Lentera mengubah posisi tidurnya menjadi tengkurap. Raka duduk di sisi ranjang dengan bersandar pada dipan. Lelaki itu sedang sibuk menulis artikel traveling ke dalam blog pribadinya. Pekerjaan Raka tidak jauh berbeda dengan Lentera. Ia pergi ke berbagai tempat, mengabadikan, kemudian ia menuliskannya di blog pribadinya. Lentera pun melakukan hal serupa, tetapi bukan mengenai traveling. Perempuan itu lebih suka menulis mengenai hal-hal sederhana yang terjadi di sekitarnya atau mengenai topik-topik yang sedang happening, dan ia bicarakan melalui sudut pandangnya. 

Lentera mengalungkan kedua lengannya ke leher Raka, kepalanya ia letakkan pada bahu kiri kekasihnya itu. 

“Ya, menggantikan Deenar,” jawabnya. Lentera mendesah, sembari melihat ke arah layar laptop dalam pangkuan Raka. Lelaki itu sedang menulis mengenai perjalanannya ke Pulau Sumatera, sebelum pergi ke Thailand. Di Sumatera, lebih tepatnya di Indragiri Hulu, Riau, Raka menjadi sukarelawan untuk mengajar anak-anak di sana. “Apa yang kau ajarkan ke mereka?” tanya Lentera, setelah ia melihat foto yang dipajang Raka di blognya. Sebuah potret anak-anak yang berada di dalam kelas. 

Selain melakukan traveling untuk menjelajahi kota-kota, Raka juga suka mengikuti kegiatan sukarela seperti mengajar anak-anak di sekolah-sekolah yang jauh dari jangkauan. Lelaki itu memiliki jiwa petualangan tinggi, itu salah satu alasan Lentera tertarik padanya. Sayangnya, hobi kekasihnya itu, membuat mereka jarang bertemu. Karena sebagian besar waktu Raka, dihabiskan di luar kota, luar pulau, bahkan luar negeri. 

“Hal yang tak pernah mereka tahu,” jawab Raka. “Teknologi, internet, blog, dan bagaimana cara hal-hal itu bekerja.” Raka menoleh ke samping, ke arah kekasihnya berada. “Apa kau lapar?” tanyanya. 

“Aku ingin makan mi rebus, pakai daun bawang,” jawab Lentera. Raka terkekeh. Namun, lelaki itu segera menutup laptop dan meletakkannya di atas meja. “Kau akan membuatkanku mi rebus?”
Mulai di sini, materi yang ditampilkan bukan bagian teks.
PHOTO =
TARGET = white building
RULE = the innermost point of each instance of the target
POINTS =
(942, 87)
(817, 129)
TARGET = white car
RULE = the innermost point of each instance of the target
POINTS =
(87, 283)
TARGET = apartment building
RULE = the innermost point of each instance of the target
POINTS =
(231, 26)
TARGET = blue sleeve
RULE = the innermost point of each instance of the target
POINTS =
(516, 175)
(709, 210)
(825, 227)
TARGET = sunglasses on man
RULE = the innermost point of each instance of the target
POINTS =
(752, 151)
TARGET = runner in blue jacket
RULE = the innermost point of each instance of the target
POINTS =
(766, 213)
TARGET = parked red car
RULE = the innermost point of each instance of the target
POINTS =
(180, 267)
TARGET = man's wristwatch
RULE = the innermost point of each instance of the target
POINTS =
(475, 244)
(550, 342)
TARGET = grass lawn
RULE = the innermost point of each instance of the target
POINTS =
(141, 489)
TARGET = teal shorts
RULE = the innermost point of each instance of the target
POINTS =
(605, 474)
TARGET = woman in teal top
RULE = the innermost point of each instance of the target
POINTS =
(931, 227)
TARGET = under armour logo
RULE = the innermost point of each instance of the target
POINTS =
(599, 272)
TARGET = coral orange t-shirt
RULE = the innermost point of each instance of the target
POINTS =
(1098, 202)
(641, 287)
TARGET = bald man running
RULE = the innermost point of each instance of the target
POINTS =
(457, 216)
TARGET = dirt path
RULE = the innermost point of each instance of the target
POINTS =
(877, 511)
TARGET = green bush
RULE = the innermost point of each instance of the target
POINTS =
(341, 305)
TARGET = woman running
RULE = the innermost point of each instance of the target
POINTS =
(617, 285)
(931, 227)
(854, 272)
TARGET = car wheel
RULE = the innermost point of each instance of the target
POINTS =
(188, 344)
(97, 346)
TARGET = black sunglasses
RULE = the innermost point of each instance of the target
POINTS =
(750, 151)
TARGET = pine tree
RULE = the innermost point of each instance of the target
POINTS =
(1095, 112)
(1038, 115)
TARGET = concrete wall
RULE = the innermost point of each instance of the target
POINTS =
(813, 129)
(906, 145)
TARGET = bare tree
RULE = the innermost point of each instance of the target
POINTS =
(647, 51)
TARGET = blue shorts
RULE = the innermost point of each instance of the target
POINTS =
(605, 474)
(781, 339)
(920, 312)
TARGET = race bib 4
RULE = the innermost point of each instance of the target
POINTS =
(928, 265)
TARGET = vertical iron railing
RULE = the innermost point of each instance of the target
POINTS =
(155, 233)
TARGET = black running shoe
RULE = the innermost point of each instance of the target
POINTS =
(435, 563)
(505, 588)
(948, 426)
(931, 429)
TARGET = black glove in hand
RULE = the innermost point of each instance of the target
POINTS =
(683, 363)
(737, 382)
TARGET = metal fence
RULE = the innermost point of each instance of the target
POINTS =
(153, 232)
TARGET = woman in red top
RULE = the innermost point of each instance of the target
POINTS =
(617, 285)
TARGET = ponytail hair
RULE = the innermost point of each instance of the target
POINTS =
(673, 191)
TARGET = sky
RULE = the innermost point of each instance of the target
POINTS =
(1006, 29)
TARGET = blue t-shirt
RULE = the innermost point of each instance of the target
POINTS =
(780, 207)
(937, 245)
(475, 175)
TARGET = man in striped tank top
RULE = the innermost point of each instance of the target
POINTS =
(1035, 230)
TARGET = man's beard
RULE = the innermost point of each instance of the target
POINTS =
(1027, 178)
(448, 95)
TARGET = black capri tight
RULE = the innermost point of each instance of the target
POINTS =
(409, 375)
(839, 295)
Raka menggeleng. “Tidak. Kau yang akan membuatnya, aku akan keluar membeli camilan,” tukas lelaki itu sembari meraih kunci motor yang berada di atas meja. Raka mendekat ke arah Lentera dan mencium pipi perempuan itu. Kemudian, ia menghilang di balik daun pintu.
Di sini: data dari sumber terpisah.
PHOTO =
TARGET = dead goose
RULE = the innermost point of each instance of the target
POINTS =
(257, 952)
Lentera beranjak dari ranjang, menurunkan kaki-kakinya ke atas ubin, lalu berjalan mengambil tiga bungkus mi instan dari lemari kecil yang berada di kamar Raka. Dua bungkus mi instan tak akan cukup untuk mereka berdua, sehingga tiga bungkus adalah pilihan tepat. 
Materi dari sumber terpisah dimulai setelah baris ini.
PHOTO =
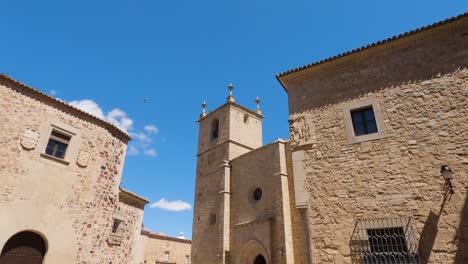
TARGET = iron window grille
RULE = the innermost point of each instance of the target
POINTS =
(385, 241)
(364, 121)
(57, 145)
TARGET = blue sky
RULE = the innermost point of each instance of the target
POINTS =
(108, 56)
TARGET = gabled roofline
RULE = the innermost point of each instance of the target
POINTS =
(363, 48)
(111, 127)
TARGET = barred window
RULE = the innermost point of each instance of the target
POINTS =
(385, 241)
(364, 121)
(57, 145)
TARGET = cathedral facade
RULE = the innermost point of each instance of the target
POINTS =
(375, 170)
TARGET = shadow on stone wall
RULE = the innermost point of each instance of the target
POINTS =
(429, 232)
(461, 237)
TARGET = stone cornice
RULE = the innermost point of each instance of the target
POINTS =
(130, 198)
(167, 238)
(344, 58)
(238, 106)
(27, 90)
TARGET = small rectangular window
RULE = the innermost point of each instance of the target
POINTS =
(212, 219)
(385, 240)
(116, 226)
(57, 145)
(364, 121)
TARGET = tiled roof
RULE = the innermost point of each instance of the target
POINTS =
(134, 195)
(45, 96)
(446, 21)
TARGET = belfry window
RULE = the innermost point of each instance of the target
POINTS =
(215, 129)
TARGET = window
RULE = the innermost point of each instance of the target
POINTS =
(258, 194)
(212, 219)
(215, 129)
(387, 240)
(116, 225)
(364, 121)
(57, 145)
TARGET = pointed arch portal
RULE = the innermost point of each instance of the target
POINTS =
(259, 260)
(24, 248)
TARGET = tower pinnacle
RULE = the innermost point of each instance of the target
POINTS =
(231, 98)
(257, 109)
(203, 109)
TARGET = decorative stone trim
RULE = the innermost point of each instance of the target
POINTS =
(30, 138)
(348, 107)
(83, 158)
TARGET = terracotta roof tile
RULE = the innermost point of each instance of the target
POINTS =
(123, 134)
(133, 195)
(446, 21)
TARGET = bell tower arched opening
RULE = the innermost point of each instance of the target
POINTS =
(260, 260)
(25, 247)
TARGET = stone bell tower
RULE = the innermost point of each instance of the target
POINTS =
(224, 134)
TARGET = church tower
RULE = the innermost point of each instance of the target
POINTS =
(228, 132)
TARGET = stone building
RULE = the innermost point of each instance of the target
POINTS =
(160, 248)
(243, 200)
(60, 170)
(375, 170)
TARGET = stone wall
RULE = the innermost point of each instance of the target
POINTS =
(421, 84)
(70, 202)
(263, 226)
(239, 132)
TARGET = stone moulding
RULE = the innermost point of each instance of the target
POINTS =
(83, 158)
(30, 138)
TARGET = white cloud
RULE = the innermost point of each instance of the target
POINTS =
(151, 152)
(119, 118)
(143, 138)
(176, 206)
(132, 151)
(152, 129)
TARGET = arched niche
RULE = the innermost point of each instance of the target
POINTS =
(25, 247)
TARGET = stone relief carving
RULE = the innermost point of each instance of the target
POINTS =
(83, 158)
(299, 131)
(30, 138)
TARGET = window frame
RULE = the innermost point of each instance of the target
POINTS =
(214, 132)
(166, 256)
(348, 108)
(366, 248)
(58, 140)
(45, 131)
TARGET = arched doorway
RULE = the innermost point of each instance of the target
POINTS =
(259, 260)
(23, 248)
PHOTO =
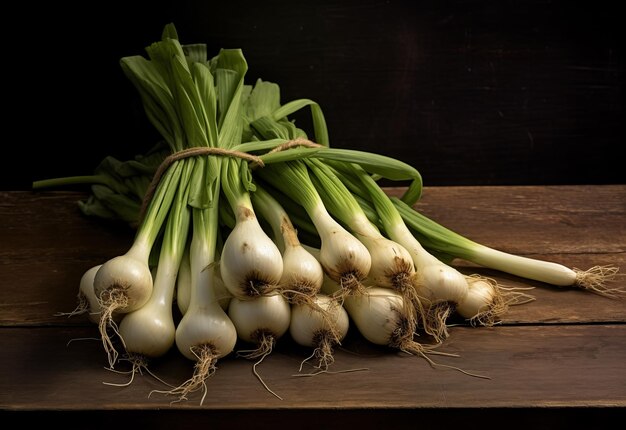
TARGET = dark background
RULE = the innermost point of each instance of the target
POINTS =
(469, 92)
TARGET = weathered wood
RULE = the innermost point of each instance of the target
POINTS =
(529, 366)
(576, 226)
(564, 350)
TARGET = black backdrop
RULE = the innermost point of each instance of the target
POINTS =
(470, 92)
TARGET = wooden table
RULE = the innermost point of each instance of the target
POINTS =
(552, 362)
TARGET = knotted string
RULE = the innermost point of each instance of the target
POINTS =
(203, 150)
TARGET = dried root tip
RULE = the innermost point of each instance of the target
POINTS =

Dapur indekos Raka merupakan dapur umum yang berada di luar area kamar. Indekos ini terdiri dari satu bangunan dengan dua lantai. Kamar Raka berada di lantai dua, berada paling pojok. Dan di pojok lain, merupakan dapur umum. 

Lentera sudah sering datang ke sini, terutama ketika pulang kerja dan kebetulan Raka sedang berada di indekos. Sehingga, dia juga sering masak mi rebus di dapur umum. Kebanyakan penghuni indekos laki-laki pekerja, beberapa kamar di lantai atas merupakan kamar laki-laki dan perempuan lajang dan di lantai bawah adalah kamar untuk indekos keluarga. 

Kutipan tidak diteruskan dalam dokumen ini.